I paid for shipping to make sure I received the actual book before leaving next week, FedEx just delivered.  10 1/2 hours on a plane, I can hopefully plan ahead.  I did review book online before purchasing, most all the coupons have addresses, and so I did some MapQuest to see if restaurants/attractions were close to us, etc...  Just using 3-4 coupons will more than pay for our book.  What a great idea!   Thanks Tuggers!  I do not get here often enough!
Lisa in VA


----------



## post-it (Mar 23, 2010)

All the trips we've made to the islands, I never thought of getting a book.  This is very good to know.


----------



## RDB (Mar 23, 2010)

post-it said:


> All the trips we've made to the islands, I never thought of getting a book.  This is very good to know.

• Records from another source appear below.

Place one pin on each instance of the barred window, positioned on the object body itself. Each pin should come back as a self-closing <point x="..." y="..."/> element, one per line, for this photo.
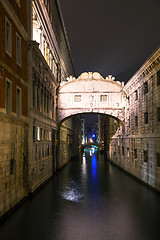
<point x="77" y="98"/>
<point x="136" y="95"/>
<point x="8" y="37"/>
<point x="18" y="49"/>
<point x="158" y="78"/>
<point x="135" y="153"/>
<point x="146" y="117"/>
<point x="145" y="156"/>
<point x="158" y="159"/>
<point x="103" y="98"/>
<point x="145" y="87"/>
<point x="158" y="114"/>
<point x="136" y="121"/>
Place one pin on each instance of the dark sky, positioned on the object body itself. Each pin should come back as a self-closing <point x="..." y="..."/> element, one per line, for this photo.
<point x="111" y="37"/>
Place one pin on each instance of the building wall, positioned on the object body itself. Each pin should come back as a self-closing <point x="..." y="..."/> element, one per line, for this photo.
<point x="13" y="105"/>
<point x="69" y="141"/>
<point x="49" y="63"/>
<point x="136" y="146"/>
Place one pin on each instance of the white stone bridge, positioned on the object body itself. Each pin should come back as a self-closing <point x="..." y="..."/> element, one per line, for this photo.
<point x="91" y="93"/>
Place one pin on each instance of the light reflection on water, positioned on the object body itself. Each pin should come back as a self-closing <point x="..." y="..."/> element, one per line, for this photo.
<point x="73" y="192"/>
<point x="94" y="166"/>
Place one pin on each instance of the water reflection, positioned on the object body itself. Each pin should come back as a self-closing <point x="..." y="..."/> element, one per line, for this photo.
<point x="94" y="166"/>
<point x="84" y="166"/>
<point x="72" y="192"/>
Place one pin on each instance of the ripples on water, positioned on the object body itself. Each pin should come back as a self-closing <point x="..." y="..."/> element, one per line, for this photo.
<point x="73" y="192"/>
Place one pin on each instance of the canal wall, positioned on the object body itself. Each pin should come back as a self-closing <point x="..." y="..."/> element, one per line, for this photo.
<point x="135" y="146"/>
<point x="69" y="141"/>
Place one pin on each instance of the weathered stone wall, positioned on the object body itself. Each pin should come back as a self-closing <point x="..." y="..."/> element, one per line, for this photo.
<point x="69" y="141"/>
<point x="13" y="106"/>
<point x="13" y="162"/>
<point x="135" y="147"/>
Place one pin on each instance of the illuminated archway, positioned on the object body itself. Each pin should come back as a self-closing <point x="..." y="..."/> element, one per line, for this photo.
<point x="91" y="93"/>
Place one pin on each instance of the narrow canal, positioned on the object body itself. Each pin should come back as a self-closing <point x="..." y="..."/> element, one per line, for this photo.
<point x="90" y="200"/>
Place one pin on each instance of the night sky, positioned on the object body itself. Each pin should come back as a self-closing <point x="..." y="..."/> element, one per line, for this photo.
<point x="111" y="37"/>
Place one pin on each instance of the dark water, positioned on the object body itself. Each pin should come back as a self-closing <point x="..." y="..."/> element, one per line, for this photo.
<point x="90" y="200"/>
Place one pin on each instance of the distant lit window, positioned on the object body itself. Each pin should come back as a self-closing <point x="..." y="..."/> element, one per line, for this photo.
<point x="12" y="166"/>
<point x="8" y="37"/>
<point x="145" y="156"/>
<point x="158" y="159"/>
<point x="135" y="153"/>
<point x="136" y="95"/>
<point x="103" y="98"/>
<point x="145" y="87"/>
<point x="38" y="133"/>
<point x="49" y="135"/>
<point x="18" y="3"/>
<point x="8" y="97"/>
<point x="158" y="78"/>
<point x="136" y="121"/>
<point x="146" y="117"/>
<point x="34" y="133"/>
<point x="127" y="152"/>
<point x="158" y="114"/>
<point x="18" y="49"/>
<point x="18" y="102"/>
<point x="77" y="98"/>
<point x="122" y="150"/>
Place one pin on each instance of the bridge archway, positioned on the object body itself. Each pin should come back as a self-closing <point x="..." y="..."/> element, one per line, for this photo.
<point x="91" y="93"/>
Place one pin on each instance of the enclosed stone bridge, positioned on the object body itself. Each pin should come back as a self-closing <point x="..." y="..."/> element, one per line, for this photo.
<point x="91" y="93"/>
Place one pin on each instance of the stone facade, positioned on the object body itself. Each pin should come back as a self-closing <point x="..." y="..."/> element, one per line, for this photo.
<point x="13" y="104"/>
<point x="135" y="147"/>
<point x="30" y="138"/>
<point x="91" y="93"/>
<point x="49" y="63"/>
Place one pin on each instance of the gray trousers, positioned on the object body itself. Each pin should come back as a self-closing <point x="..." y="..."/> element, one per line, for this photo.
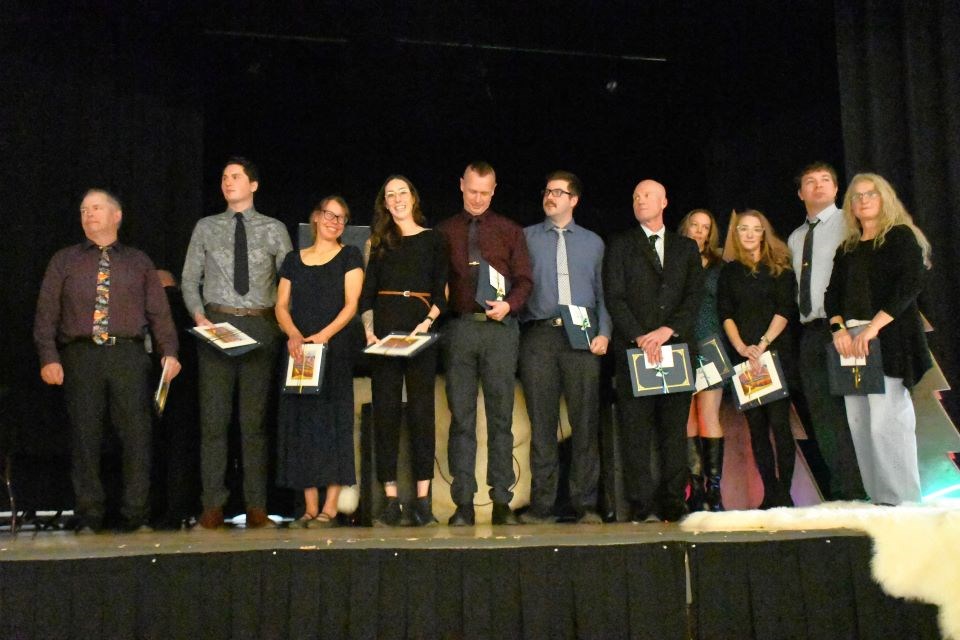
<point x="549" y="367"/>
<point x="251" y="376"/>
<point x="481" y="353"/>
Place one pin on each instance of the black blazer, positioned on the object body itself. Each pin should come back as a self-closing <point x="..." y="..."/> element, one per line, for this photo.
<point x="641" y="296"/>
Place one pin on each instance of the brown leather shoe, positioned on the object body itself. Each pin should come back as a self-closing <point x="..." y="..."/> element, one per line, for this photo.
<point x="211" y="518"/>
<point x="257" y="519"/>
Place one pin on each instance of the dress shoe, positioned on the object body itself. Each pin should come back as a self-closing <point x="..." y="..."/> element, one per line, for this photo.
<point x="257" y="518"/>
<point x="503" y="514"/>
<point x="463" y="516"/>
<point x="211" y="518"/>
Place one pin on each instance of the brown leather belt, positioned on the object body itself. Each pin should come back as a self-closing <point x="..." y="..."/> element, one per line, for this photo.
<point x="422" y="297"/>
<point x="240" y="311"/>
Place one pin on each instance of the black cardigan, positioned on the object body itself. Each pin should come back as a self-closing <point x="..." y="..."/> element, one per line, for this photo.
<point x="896" y="278"/>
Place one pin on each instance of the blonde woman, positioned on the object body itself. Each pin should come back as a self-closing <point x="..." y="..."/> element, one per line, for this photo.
<point x="877" y="277"/>
<point x="756" y="296"/>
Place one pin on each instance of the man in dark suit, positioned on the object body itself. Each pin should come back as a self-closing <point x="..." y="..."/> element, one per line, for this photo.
<point x="652" y="283"/>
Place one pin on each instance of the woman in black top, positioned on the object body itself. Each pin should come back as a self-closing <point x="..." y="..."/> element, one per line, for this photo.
<point x="877" y="276"/>
<point x="316" y="298"/>
<point x="756" y="295"/>
<point x="404" y="290"/>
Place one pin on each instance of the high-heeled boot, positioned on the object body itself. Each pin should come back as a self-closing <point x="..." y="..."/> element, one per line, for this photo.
<point x="713" y="471"/>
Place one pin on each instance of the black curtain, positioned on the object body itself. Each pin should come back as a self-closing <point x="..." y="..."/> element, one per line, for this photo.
<point x="899" y="68"/>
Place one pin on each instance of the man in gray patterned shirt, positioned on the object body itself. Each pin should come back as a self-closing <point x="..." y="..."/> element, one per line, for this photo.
<point x="222" y="282"/>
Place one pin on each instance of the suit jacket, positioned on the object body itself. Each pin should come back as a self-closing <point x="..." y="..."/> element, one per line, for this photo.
<point x="641" y="296"/>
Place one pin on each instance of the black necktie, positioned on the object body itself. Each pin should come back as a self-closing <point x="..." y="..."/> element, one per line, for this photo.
<point x="805" y="269"/>
<point x="241" y="270"/>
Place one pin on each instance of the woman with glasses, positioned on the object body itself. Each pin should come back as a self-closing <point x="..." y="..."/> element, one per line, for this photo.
<point x="756" y="295"/>
<point x="317" y="297"/>
<point x="704" y="420"/>
<point x="877" y="277"/>
<point x="404" y="290"/>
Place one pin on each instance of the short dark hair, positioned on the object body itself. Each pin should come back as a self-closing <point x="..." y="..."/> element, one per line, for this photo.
<point x="573" y="182"/>
<point x="819" y="165"/>
<point x="248" y="167"/>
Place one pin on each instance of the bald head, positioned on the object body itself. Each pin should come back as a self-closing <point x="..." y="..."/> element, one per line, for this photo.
<point x="649" y="201"/>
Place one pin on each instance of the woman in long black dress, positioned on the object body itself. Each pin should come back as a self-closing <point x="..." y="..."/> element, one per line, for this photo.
<point x="756" y="295"/>
<point x="877" y="276"/>
<point x="316" y="298"/>
<point x="403" y="291"/>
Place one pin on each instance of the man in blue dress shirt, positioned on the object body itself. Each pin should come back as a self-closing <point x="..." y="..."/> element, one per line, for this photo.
<point x="567" y="264"/>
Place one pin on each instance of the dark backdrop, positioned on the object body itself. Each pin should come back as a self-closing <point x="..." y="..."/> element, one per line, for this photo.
<point x="720" y="101"/>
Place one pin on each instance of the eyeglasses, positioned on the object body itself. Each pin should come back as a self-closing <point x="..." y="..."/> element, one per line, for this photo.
<point x="860" y="196"/>
<point x="330" y="216"/>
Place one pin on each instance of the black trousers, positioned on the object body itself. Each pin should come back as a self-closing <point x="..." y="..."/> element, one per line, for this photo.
<point x="829" y="415"/>
<point x="481" y="353"/>
<point x="549" y="368"/>
<point x="252" y="376"/>
<point x="645" y="421"/>
<point x="388" y="376"/>
<point x="98" y="380"/>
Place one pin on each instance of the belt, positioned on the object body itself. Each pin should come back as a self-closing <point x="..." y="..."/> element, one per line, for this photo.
<point x="240" y="311"/>
<point x="422" y="297"/>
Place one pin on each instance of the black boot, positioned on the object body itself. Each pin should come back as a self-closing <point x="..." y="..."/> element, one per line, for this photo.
<point x="713" y="470"/>
<point x="695" y="465"/>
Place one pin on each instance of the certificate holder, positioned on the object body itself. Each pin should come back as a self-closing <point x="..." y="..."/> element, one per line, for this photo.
<point x="580" y="324"/>
<point x="673" y="374"/>
<point x="305" y="374"/>
<point x="753" y="388"/>
<point x="855" y="376"/>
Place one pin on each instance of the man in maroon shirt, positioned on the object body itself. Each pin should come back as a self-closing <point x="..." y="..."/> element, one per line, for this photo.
<point x="481" y="341"/>
<point x="104" y="365"/>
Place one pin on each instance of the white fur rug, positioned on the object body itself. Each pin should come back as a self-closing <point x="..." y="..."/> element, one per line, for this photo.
<point x="916" y="547"/>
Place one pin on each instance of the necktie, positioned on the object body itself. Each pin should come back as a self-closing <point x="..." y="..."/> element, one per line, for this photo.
<point x="653" y="245"/>
<point x="241" y="269"/>
<point x="563" y="271"/>
<point x="806" y="304"/>
<point x="101" y="307"/>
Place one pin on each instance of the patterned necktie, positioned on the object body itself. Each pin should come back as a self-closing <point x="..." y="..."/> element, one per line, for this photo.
<point x="241" y="270"/>
<point x="806" y="304"/>
<point x="563" y="271"/>
<point x="101" y="307"/>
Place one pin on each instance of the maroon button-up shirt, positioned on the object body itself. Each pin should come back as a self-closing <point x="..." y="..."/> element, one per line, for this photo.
<point x="502" y="244"/>
<point x="69" y="291"/>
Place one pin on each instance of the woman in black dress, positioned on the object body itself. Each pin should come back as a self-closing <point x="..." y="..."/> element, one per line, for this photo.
<point x="316" y="298"/>
<point x="703" y="424"/>
<point x="404" y="290"/>
<point x="756" y="295"/>
<point x="877" y="276"/>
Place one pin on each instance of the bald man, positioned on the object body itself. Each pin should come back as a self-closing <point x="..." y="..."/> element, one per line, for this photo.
<point x="652" y="282"/>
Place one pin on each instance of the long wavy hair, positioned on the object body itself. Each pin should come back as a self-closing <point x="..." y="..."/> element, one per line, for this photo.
<point x="316" y="213"/>
<point x="773" y="251"/>
<point x="384" y="232"/>
<point x="711" y="248"/>
<point x="892" y="213"/>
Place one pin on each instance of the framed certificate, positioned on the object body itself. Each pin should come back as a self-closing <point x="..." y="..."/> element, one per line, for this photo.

I stopped buying it years ago as it was causing us to search out the places and spend when we normally would not.

For this trip, I never thought about searching whether the places I wish to frequent were in the entertainment book.  If 7 or so were, then it would pay to buy it.  About all I can do at this point is get it shipped % myself at Maui Schooner and tell the resort to hold it for us.

As far as planning ahead, I believe I should have started when Caroll began recuperating to where she could put up with sitting for 6 hrs. Not sure even now, but going for it by breaking up the hours on military Space-A flights. NOT going straight through.

We have plans to be gone from now till well into May. So far we have 6 resorts scheduled, 4 inter-island hops and rental cars booked. Later reservations will be scheduled 4 and 5 weeks from now.

I agree the book would be more help if I knew where the different cities were located.


----------